Он крикнул: Мартин! Мальчик, стоявший под аркой, возле продавца лотерейных билетов, тотчас же приблизился, не подбежал вприпрыжку, чинный карлик с бантом, как у Линкольна, и в жокейской кепочке, но отвесил поклон, внушивший мне уверенность, что уж этот мальчик никогда не угодит мячом в окно. Он смирно стоял возле нас, не пялился на меня, как другие ребятишки пялятся на незнакомых, но раз-другой мне удалось заглянуть ему в глаза, и знаешь, Бен, все его лицо состояло из глаз, черных глаз Джанго, балаганного певца, даже когда он прикидывался святошей, в глубине этих глаз уже сидел маленький огненный петушок и кукарекал. У мальчонки есть что-то за душой… мне это понравилось, и я порадовалась за Джанго, впрочем, понравилось мне и его обращение с сыном – никаких: «Дай тете ручку» или притворства: «Мы с тобой говорим, как мужчина с мужчиной». Он просто положил руку на плечо мальчика, так мы и стояли, а когда они уже переходили улицу, он вел его, крепко держа за руку… Мой отец только однажды так вот вел меня, по пыльному шоссе, под вишневыми деревьями, когда в городе звонили все колокола, в первый день мира.
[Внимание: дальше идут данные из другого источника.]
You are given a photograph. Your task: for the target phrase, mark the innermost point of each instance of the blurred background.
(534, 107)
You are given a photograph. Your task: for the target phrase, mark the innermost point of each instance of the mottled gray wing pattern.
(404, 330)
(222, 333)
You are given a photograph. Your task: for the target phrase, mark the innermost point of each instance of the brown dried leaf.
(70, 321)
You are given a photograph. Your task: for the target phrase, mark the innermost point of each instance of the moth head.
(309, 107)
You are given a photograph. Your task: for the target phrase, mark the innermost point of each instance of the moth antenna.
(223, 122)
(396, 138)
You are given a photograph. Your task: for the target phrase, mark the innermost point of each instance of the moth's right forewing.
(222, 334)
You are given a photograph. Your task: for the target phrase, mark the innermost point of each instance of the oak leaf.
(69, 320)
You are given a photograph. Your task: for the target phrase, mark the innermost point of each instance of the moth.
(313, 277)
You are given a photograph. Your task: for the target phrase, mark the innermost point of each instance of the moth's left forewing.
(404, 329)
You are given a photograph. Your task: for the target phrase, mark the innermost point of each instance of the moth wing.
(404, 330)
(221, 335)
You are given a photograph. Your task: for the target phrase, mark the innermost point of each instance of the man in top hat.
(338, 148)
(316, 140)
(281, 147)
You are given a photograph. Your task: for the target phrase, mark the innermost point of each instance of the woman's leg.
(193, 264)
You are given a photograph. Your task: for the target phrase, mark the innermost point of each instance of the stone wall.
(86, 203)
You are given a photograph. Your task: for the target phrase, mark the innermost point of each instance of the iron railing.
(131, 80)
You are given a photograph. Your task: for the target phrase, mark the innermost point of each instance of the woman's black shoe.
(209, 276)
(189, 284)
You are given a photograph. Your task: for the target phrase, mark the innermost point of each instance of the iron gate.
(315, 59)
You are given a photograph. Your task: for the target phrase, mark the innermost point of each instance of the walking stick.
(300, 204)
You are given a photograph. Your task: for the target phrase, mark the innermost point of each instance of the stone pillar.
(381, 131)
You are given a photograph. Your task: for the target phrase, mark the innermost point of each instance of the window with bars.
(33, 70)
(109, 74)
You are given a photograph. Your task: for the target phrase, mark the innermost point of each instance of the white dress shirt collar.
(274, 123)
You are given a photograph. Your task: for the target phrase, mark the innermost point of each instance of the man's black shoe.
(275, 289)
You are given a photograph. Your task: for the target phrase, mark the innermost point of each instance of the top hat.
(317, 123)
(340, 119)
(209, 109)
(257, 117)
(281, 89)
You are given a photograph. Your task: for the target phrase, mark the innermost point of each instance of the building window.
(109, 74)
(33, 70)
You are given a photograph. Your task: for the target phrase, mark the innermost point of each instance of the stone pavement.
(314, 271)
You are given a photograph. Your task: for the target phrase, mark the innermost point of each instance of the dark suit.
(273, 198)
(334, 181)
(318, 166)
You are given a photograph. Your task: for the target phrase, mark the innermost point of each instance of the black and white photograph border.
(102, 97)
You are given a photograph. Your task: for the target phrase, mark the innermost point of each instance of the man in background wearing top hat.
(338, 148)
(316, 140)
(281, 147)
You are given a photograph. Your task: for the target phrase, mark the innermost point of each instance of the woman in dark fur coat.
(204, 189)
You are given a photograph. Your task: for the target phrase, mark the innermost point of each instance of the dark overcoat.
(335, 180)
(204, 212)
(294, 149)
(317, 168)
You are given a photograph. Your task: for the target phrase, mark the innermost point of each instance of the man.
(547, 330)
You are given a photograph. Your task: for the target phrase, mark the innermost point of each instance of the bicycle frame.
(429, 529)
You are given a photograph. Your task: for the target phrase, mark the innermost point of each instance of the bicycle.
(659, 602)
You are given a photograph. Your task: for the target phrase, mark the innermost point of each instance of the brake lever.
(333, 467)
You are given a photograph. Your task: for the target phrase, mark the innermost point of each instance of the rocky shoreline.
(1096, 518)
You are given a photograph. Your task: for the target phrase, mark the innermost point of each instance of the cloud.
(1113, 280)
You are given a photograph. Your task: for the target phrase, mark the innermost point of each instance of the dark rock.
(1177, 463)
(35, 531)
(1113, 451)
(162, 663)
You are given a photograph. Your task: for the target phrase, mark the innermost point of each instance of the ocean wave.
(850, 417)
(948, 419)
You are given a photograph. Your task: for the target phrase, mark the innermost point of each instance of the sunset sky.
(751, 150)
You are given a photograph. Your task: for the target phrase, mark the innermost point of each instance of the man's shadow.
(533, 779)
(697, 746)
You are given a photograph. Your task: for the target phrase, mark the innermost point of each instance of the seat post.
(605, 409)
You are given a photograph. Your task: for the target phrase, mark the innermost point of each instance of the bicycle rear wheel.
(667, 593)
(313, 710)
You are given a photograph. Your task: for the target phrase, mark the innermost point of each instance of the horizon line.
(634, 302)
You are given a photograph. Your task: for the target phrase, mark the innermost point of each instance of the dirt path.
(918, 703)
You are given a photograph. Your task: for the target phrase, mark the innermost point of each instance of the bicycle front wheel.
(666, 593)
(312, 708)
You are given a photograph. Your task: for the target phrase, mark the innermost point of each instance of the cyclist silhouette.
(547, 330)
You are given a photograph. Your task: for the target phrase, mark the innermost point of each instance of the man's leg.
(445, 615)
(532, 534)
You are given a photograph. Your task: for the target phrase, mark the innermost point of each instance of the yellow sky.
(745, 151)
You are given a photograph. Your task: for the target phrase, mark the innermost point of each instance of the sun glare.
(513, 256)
Человеку надлежит построить дом, посадить дерево и произвести на свет ребенка. Джанго и я, мы должны котироваться одинаково, у него сын, у меня дома, мне не в чем было его упрекнуть, кроме того, что он был уже не Джанго, а «некто», мужчина, округлый, довольный, обязательный, разумный и бесстрастный – все у него было в порядке, и я бы хотела лучше никогда его не встречать. Мы распрощались, он успел еще спросить о моем брате, как тот поживает, что поделывает. Обязательный вопрос.
– Вильгельм? – сказала я. – Он делает атомные бомбы. – Ложь, конечно, ярость заставила меня солгать. Тут впервые выражение его лица изменилось, но так, словно я совершила бестактность, произнесла непристойное слово, всем известное, но невыговариваемое.
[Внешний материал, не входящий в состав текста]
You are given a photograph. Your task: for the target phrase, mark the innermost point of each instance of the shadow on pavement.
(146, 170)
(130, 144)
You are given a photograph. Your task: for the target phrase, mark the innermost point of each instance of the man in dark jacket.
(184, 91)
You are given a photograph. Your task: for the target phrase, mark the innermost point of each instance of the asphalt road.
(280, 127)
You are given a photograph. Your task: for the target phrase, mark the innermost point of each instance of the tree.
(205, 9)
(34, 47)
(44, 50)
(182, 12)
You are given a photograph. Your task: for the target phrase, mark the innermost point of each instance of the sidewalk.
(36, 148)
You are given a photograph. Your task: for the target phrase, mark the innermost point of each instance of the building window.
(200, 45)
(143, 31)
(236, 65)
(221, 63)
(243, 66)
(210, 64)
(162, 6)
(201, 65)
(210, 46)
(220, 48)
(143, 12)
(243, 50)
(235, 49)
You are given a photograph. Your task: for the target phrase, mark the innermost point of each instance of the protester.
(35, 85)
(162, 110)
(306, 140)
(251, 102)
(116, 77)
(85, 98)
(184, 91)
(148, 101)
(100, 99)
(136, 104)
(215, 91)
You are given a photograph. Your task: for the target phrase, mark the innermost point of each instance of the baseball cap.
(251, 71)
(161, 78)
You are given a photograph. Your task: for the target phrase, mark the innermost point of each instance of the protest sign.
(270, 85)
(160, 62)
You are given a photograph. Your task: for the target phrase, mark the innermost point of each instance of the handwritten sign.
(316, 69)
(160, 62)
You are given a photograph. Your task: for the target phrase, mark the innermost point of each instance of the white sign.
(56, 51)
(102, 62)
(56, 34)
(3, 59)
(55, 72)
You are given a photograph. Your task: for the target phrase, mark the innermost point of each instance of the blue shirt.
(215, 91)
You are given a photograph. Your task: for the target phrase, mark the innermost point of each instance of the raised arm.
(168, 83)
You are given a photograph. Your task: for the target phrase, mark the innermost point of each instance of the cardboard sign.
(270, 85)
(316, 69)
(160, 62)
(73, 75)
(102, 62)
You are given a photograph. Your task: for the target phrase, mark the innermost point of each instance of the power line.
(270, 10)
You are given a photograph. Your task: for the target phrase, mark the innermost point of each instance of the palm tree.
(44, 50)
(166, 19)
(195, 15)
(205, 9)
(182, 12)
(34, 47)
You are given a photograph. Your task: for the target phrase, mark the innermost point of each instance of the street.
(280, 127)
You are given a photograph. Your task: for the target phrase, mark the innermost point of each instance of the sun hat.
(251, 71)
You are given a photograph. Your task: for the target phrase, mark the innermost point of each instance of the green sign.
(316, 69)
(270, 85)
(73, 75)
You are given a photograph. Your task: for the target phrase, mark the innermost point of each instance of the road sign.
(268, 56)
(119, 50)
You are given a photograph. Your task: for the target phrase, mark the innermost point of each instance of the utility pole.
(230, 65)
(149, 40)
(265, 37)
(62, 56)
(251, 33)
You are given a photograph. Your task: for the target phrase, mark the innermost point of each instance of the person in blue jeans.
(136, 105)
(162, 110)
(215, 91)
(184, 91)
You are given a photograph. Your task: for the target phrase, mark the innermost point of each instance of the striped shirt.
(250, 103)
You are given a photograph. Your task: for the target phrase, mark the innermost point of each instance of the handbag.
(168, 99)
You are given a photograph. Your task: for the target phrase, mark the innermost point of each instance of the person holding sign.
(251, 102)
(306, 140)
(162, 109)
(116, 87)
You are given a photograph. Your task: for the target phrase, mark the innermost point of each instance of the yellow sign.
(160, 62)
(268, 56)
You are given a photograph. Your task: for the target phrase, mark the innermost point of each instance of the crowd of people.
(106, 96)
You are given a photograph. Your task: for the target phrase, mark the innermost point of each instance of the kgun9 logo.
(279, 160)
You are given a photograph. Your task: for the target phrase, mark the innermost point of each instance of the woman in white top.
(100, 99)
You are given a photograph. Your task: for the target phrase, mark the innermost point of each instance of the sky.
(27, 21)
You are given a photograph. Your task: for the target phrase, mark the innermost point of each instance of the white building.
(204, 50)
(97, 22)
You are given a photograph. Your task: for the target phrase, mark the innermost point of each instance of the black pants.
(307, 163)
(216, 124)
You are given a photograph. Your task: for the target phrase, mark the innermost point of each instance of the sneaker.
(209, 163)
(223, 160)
Он шел между колонн, держа за руку своего Мартина, чья ярко-зеленая жокейская шапочка светилась в морозном воздухе, я осталась стоять у витрины, до слез удрученная, рассматривала свое отражение в стекле, пытаясь увидеть себя такой, какой он меня увидел… по правде говоря, меня удручало не то, что Джанго так изменился, а то, что изменилась я: я оплакивала невозвратимые годы, отделявшие меня от невинной школьницы в матросской тельняшке, которая еще могла нацарапать на листе рисовальной бумаги… «just as true as the stars above…»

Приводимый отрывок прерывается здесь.